George Gershwin: Girl Crazy – Une comédie musicale sur des standards de jazz


La chanson Embraceable You avait déjà été composée par Gershwin dès 1928, mais dans le cadre prévu alors pour l'opérette East is West, qui ne fut jamais publiée. Deux ans plus tard, cette chanson trouva sa place en tant que chanson d'amour dans Girl Crazy. I got Rythm fut, elle aussi, composée avant la comédie musicale. La mélodie de cette chanson se développa à partir d'un lent morceau instrumental tiré de la comédie musicale Treasure Girl datant de 1928. Ces deux morceaux font aujourd'hui partie des standards de jazz les plus joués de tous les temps. Des chanteuses comme Ginger Rogers et Ethel Merman (en fait, Ethel Zimmermann), devinrent, grâce à Girl Crazy, des stars en une seule soirée. Merman jouait, dans la comédie musicale de Gershwin, le rôle de Kate Fothergill, qui, dans le night-club de Danny, chante pour les joueurs.
C'était la première fois que je rencontrais George Gershwin, et, pour parler ainsi sans paraître sacrilège, c'était pour moi comme rencontrer Dieu. Imaginez le grand Gershwin se mettant au piano et jouant ses chansons devant Ethel Agnes Zimmermann, d'Astoria, Long Island. Pas étonnant que j'aie perdu ma langue ! Après avoir joué "I Got Rythm", il me dit : "S'il y a quelque chose qui vous déplaît, dites-le moi, je serai heureux de le changer". Il n'y avait rien qui me déplaisait, dans la chanson ! Mais c'était le genre de personne qu'il était. Je n'oublierai jamais ça. – Ethel Merman, à propos de Gershwin

Outre les exécutions de Embraceable You et I Got Rhythm en Californie, l'orchestre symphonique de Shreveport, en Louisiane, mettra sur scène I Got Rythm le 16 juillet. À Hambourg, le 17 juillet, aura lieu une exécution des I Got Rythm Variations arrangées par William C. Schoenfeld pour piano et orchestre, avec le Ballet de Hambourg dans une chorégraphie de John Neumeier.

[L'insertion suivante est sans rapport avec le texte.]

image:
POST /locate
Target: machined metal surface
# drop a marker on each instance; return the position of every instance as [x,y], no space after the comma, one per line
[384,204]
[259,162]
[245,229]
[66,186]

Mais pour les fans de Gershwin, cette semaine réserve encore d'autres heureuses surprises: la célèbre Rhapsody in Blue pour piano et orchestre sera donnée le 11 juillet à Orange en France par l'Orchestre philharmonique de Marseille sous la direction de Fayçal Karoui, et il en va de même le 16 juillet au Festival Del Sole de Napa Valley, ainsi que les 12, 13 et 15 juillet à Schleswig, Felsburg et Rendsburg en Allemagne. Dirigé par Peter Sommerer, l'orchestre symphonique du Schleswig–Holstein interprète en outre l' Ouverture cubaine dans le même programme. Cette dernière œuvre trouvera également sa place dans un concert donné par le SWR Sinfonieorchestrer dirigé par François–Xavier Roth le 16 juillet à Fribourg, ainsi qu'à Évian avec l'orchestre de l'Académie Musicale d'Évian placé sous la direction de Bruno Peterschmitt.

Œuvre de la semaine - Sir Peter Maxwell Davies: The Hogboon

L'opéra pour enfants The Hogboon de Sir Peter Maxwell Davies, compositeur disparu il y a trois mois, sera créé le 26 juin 2016 au Barbican Hall de Londres. Au pupitre, Simon Rattle dirige le London Symphony Orchestra et les musiciens de la Guildhall School, ainsi que les chanteurs du LSO Discovery Choir et du London Symphony Chorus.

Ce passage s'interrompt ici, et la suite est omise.